New Delhi, May 11: With the United Kingdom refusing to deport Vijay Mallya, a long drawn and tedious process of extradition will now be undertaken by India.
The first step would be taken by the Enforcement Directorate which through the Central Bureau of Investigation have a red corner alert against Mallya.
Earlier, the United Kingdom had said that it cannot deport Mallya on the basis of his passport being revoked. According to the Immigration Act in the UK, an individual does not need a passport to remain in the country.

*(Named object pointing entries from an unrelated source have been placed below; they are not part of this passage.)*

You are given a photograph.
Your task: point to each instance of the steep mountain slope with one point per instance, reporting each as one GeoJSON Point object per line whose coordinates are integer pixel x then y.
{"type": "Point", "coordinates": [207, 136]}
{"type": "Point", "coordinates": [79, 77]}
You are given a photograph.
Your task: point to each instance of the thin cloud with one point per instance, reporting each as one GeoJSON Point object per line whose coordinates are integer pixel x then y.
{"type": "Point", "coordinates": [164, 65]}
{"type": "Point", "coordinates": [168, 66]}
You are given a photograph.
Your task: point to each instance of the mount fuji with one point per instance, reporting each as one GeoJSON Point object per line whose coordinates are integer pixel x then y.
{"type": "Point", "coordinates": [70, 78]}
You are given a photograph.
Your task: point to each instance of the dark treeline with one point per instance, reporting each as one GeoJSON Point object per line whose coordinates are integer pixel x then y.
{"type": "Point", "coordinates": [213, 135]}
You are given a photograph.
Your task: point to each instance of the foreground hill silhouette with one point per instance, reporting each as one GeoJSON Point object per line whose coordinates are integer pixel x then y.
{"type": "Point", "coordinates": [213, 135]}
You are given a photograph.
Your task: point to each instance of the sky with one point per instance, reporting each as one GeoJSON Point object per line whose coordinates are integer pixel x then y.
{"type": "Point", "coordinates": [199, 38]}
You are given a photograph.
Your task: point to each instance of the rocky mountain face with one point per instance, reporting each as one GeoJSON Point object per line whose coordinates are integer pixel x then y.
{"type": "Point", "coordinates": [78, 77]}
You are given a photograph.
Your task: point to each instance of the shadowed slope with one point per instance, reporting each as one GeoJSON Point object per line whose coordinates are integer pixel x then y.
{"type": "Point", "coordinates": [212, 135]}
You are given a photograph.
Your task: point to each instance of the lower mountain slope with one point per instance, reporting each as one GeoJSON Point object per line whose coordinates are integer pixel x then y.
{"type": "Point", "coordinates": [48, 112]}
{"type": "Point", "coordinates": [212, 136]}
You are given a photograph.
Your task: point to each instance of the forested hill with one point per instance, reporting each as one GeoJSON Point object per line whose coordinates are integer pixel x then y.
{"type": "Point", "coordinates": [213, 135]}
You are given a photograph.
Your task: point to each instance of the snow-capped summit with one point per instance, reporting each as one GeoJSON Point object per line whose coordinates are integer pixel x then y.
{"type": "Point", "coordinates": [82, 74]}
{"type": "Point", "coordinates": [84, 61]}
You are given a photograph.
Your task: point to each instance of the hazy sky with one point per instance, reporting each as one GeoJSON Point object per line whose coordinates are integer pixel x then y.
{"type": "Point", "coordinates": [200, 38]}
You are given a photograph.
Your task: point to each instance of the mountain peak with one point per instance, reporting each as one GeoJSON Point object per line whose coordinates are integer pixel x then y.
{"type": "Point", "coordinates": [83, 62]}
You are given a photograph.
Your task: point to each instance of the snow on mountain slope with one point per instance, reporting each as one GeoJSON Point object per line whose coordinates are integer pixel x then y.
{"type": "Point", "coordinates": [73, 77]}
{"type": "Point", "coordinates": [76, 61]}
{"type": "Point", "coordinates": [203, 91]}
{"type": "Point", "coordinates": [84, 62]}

The UK has also said that it was ready to assist India if there was an extradition request or mutual legal assistance. India has with the UK a extradition treaty that was signed in 1993 and a Mutual Legal Assistance Treaty entered into in 1992.
Red corner notice:
The Enforcement Directorate will now approach the CBI to get a red corner notice issued against Vijay Mallya. The ED would quote the three summons it has issued to Mallya failing which the court had issued a non-bailable warrant against him.

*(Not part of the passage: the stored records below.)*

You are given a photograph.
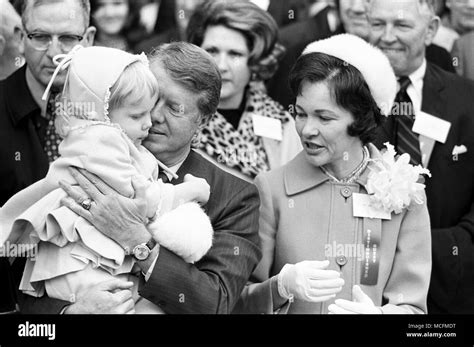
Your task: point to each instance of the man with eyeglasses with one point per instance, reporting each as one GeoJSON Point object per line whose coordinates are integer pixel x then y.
{"type": "Point", "coordinates": [28, 142]}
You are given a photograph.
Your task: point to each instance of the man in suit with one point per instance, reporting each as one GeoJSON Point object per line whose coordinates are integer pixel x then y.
{"type": "Point", "coordinates": [26, 122]}
{"type": "Point", "coordinates": [10, 38]}
{"type": "Point", "coordinates": [403, 29]}
{"type": "Point", "coordinates": [188, 98]}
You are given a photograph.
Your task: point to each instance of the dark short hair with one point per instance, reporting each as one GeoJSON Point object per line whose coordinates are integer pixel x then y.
{"type": "Point", "coordinates": [195, 70]}
{"type": "Point", "coordinates": [348, 89]}
{"type": "Point", "coordinates": [256, 25]}
{"type": "Point", "coordinates": [29, 4]}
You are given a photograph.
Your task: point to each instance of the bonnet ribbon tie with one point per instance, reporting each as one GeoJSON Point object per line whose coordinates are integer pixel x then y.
{"type": "Point", "coordinates": [63, 61]}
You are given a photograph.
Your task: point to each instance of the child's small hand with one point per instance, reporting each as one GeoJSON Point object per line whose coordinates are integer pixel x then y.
{"type": "Point", "coordinates": [200, 186]}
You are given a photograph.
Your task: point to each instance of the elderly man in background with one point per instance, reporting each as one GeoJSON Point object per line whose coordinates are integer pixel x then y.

Once a red corner alert is issued it becomes mandatory to all nations which are members of the Interpol to either detain or arrest him.
Once he is detained or arrested then the process of extradition would begin. A CBI officer says that it is not exactly an easy process. It is a long drawn one. First and foremost the UK would go through all the case paper and only if convinced will extradite him.
However Mallya can go ahead and challenge the decision to extradite him before a local court. The courts would then take a call on the matter and at times such issues do drag on for some years the officer also said.
The officer also says that normally investigating agencies prefer the deportation process as it is faster. In the case of an extradition there is a lot of procedures which are often time consuming.
Moreover Mallya has always been claiming that he is a victim of political witch hunt and the cases filed against him are false. If there is an extradition order against him and he decides to approach the courts then all this would be throughly examined, the officer also added.